Digital Production Partnership (DPP): Will it Meet its Deadline?
Find out what's happening with the Digital Production Partnership (DPP) and what you should know!By Bruce Devlin | 09/23/14
The Digital Production Partnership (DPP) is an organization facing the Herculean challenge of helping the UK broadcast industry to exploit maximum benefit from file-based digital production. The DPP’s Technical Standards group objective is to achieve the standardization of technical requirements for the delivery of TV programmes to UK broadcasters and to maintain and update these standards in line with current capabilities:
The agreement of the DPP’s file-based Technical Standards (released Jan 2012) was not intended to signal an immediate move to file-based delivery. Instead, the DPP has provided clarity around which file format, structure and wrapper will become the expected standard for file-based delivery as it is phased in. In 2012 BBC, ITV and Channel 4 began to take delivery of programmes on file on a selective basis. The aim is for file based delivery to be the preferred delivery format for these broadcasters from 1st Oct 2014.
DPP D-Day is looming
So, slightly less than 12 months ahead of DPP D-Day how is it looking? Subscribers to Bruce’s Shorts may recall what we call the interoperability dilemma. The premise being that if you take all the combination of wrappers, video codecs, audio codecs, track layouts, time code options and other ancillary data and complete a “minimal” in/out test matrix you end up with test plan that will take at least 1800 years to complete. Even if you constrain this to “commonly used” combinations, by the time you factor in different versions of formats and specifications (we’re now on the 3rd revision of the base MXF specification for example), 1800 years is a little on the optimistic side.
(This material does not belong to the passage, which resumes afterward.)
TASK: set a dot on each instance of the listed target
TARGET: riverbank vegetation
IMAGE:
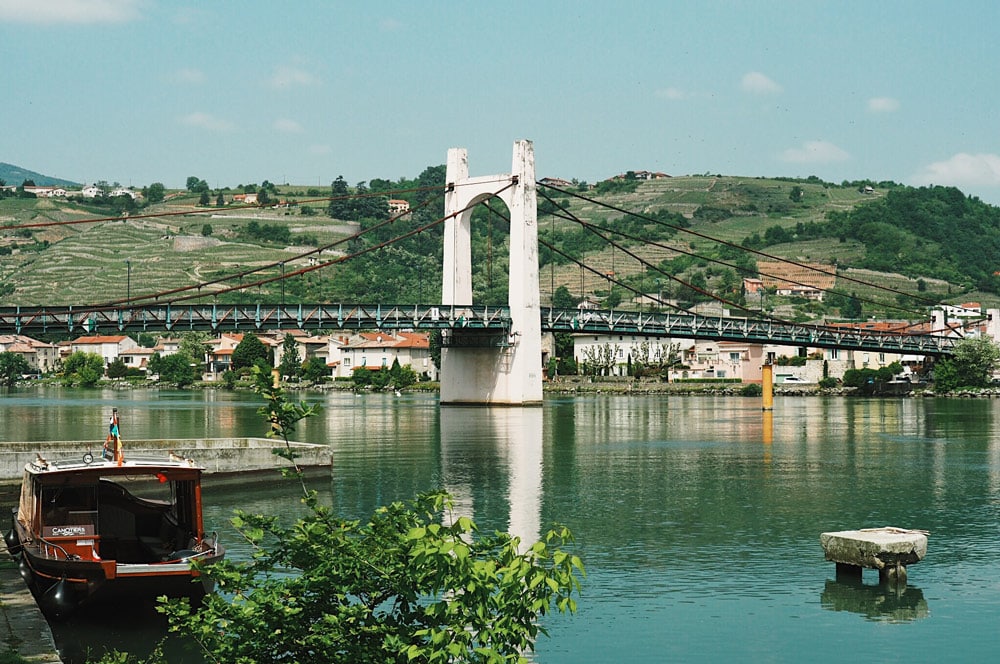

By tightly constraining the wrapper, video codecs, audio codecs and metadata schema, the DPP Technical Standards Group has created a format that has a much smaller test matrix and therefore a better chance of success. Everything in the DPP File Delivery Specification references a well defined, open standard and therefore, in theory, conformance to those standards and specification should equate to complete interoperability between vendors, systems and facilities.
However, theory and practice frequently bear little resemblance. At AmberFin, we can see two key reasons why the theory and reality don’t quite match up.
Interoperability issues create need for DPP dress rehearsal before deployment
First, despite the best efforts of the people who actually write the standards and specifications, there are areas that are, and will always be, open to some interpretation by those implementing the standards, and it is unlikely that any two implementations will be exactly the same. This may lead to interoperability issues and the only way to find out is “on boarding” – actually testing real-life workflows. This highlights the importance of planning DPP deployments well in advance of the looming deadlines and allowing for “dress rehearsals” as early as possible.
Can you extend the DPP specification?
The second reason is less around files and more around workflow. The simple truth is that the more you constrain a specification, the fewer applications and workflows it can be used in. A year before DPP D-day, we have already been asked about where AmberFin can help “extend” the specification to meet the needs of those facilities already planning and/or implementing DPP file delivery.
The flexibility of AmberFin’s iCR platform in creating additional metadata fields and the ability to display and manage QC data while keeping a core media file that conforms to the DPP specification has been a big bonus. But while this flexibility simplifies the implementation of DPP-based workflows, deviation from the specification only increases the need for testing and highlights the importance of planning DPP deployments sooner rather than later.
If you needed any more reasons to getting going on DPP well ahead of the deadline – next summer is rumoured to be a good one, and if you would prefer to spend August enjoying the British summer sun knowing that come 1st October, everything will just work then you need to plan ahead!
So, to answer the question posed in the title of this blog – an enormous amount of work is being done by a great many people within various organizations. These operations will be the big winners when D-Day arrives. Other organizations might have fallen into the trap of believing that the DPP specification is an ‘off the shelf solution’ – it is not. If you want to be a part of the DPP revolution you need to start preparing now.